If you read my blog with any regularity, you'll know that I really like the Ruby programming language. It's the language I feel most fits the way my brain works, and when I'm writing Ruby code, I feel happier than when I'm writing code in other languages.
That said, I have some pretty serious doubts about the ability of the Ruby interpreter to do real work in its current form.
Take, for example, a 25Mb XML file that I wanted to investigate the contents of. I thought it would be cool to load it up inside Ruby, because then I could use the interpreter to give me an interactive shell to play around with the contents of the document.

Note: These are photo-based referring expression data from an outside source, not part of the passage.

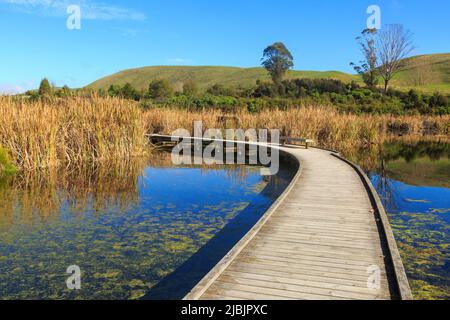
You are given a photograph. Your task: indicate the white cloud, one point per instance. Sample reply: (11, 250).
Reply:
(7, 89)
(90, 10)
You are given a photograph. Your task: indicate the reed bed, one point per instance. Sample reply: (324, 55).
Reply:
(48, 133)
(325, 125)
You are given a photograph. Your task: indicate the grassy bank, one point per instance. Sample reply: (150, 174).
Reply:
(48, 133)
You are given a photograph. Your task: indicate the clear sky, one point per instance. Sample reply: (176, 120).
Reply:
(118, 34)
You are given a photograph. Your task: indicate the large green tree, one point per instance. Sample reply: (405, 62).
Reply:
(277, 60)
(368, 67)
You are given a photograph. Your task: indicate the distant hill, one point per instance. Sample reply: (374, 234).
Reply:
(427, 73)
(206, 76)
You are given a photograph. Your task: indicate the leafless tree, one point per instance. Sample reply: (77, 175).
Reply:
(394, 44)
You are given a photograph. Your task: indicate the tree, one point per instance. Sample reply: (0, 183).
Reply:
(190, 88)
(45, 89)
(64, 92)
(393, 45)
(160, 89)
(367, 68)
(277, 60)
(128, 92)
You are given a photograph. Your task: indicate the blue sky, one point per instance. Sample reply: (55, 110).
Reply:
(117, 35)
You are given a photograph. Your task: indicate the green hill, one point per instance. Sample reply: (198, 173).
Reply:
(428, 73)
(205, 76)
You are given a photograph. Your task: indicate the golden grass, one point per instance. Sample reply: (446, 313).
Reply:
(326, 126)
(43, 134)
(48, 133)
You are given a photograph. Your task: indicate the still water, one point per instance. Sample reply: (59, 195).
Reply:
(140, 230)
(413, 181)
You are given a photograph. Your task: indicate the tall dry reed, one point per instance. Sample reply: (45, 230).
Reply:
(43, 134)
(326, 126)
(48, 133)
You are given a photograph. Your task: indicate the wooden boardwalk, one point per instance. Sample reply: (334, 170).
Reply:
(323, 239)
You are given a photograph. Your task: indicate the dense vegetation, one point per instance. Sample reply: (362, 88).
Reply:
(43, 133)
(288, 94)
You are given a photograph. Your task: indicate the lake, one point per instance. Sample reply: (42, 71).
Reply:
(149, 230)
(413, 181)
(137, 230)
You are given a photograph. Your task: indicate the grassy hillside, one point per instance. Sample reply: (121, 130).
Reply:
(427, 73)
(205, 76)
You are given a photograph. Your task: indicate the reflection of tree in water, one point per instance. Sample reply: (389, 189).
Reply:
(384, 186)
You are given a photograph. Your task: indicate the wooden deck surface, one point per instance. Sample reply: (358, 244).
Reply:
(322, 241)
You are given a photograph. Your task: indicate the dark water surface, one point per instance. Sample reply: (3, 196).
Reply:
(413, 181)
(143, 230)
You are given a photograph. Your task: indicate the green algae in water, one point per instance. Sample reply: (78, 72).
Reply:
(126, 231)
(413, 182)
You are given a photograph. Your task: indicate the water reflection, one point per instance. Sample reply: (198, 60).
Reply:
(128, 226)
(413, 181)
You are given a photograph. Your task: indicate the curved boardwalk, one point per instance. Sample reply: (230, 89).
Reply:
(321, 240)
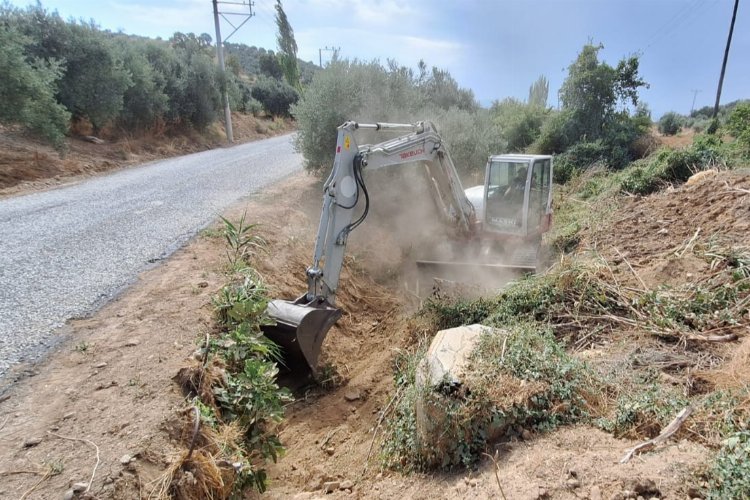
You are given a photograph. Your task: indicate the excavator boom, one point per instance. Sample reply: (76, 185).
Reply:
(302, 324)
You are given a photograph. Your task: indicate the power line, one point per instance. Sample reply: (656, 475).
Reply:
(687, 12)
(726, 56)
(695, 94)
(245, 17)
(327, 48)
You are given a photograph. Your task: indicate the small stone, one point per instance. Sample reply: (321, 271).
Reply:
(642, 487)
(79, 487)
(694, 492)
(314, 485)
(572, 483)
(330, 486)
(346, 485)
(595, 493)
(32, 442)
(352, 395)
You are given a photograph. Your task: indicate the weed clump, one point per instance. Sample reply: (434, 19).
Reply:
(517, 379)
(234, 387)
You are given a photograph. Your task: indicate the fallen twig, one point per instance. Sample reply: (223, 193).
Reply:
(497, 476)
(673, 426)
(87, 441)
(713, 338)
(196, 428)
(690, 243)
(36, 485)
(645, 288)
(377, 427)
(14, 472)
(738, 190)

Anyway, first here's my baseline: loading the file into a DOM Document object using dom4j on my 1.5Ghz Powerbook:
Epiphany:/tmp cmiller$ time java -Xmx256M DomTest real 0m19.413s user 0m17.270s sys 0m1.070s
Now, it's Ruby's turn, using REXML to load a DOM tree:
Epiphany:/tmp cmiller$ ruby -v ruby 1.8.2 (2004-07-16) [powerpc-darwin] Epiphany:/tmp cmiller$ time ruby read.rb real 33m22.680s user 14m44.710s sys 1m3.670s
OK, that's a pretty huge difference. Ruby is a factor of fifty slower at parsing XML. At first I thought this might just be REXML's fault. It admits only to being "reasonably fast" on its homepage. Maybe there's just some pathological algorithm going on inside that particular library.
Then, on a hunch, I turned off Ruby's garbage collection with
GC.disable and ran the test again.
Epiphany:/tmp cmiller$ time ruby read-nogc.rb real 45m20.425s user 5m52.830s sys 2m37.110s
The "real" time went up, partly because I was busy doing other stuff at the time, and partly because the amount of memory that was eaten up pushed my Powerbook into swap, but the microbenchmark seems to show that in the first run, Ruby was spending more than half its CPU time doing memory management.
Hopefully, this is something that will be fixed in Ruby 2.0. The plans are to move to bytecode compilation and generational GC, both steps in the right direction. For now, though, 2.0 is quite decidedly vaporware.
So yes. As much as I love the Ruby language, I'm not sure that I'd trust it with too much heavy lifting just yet.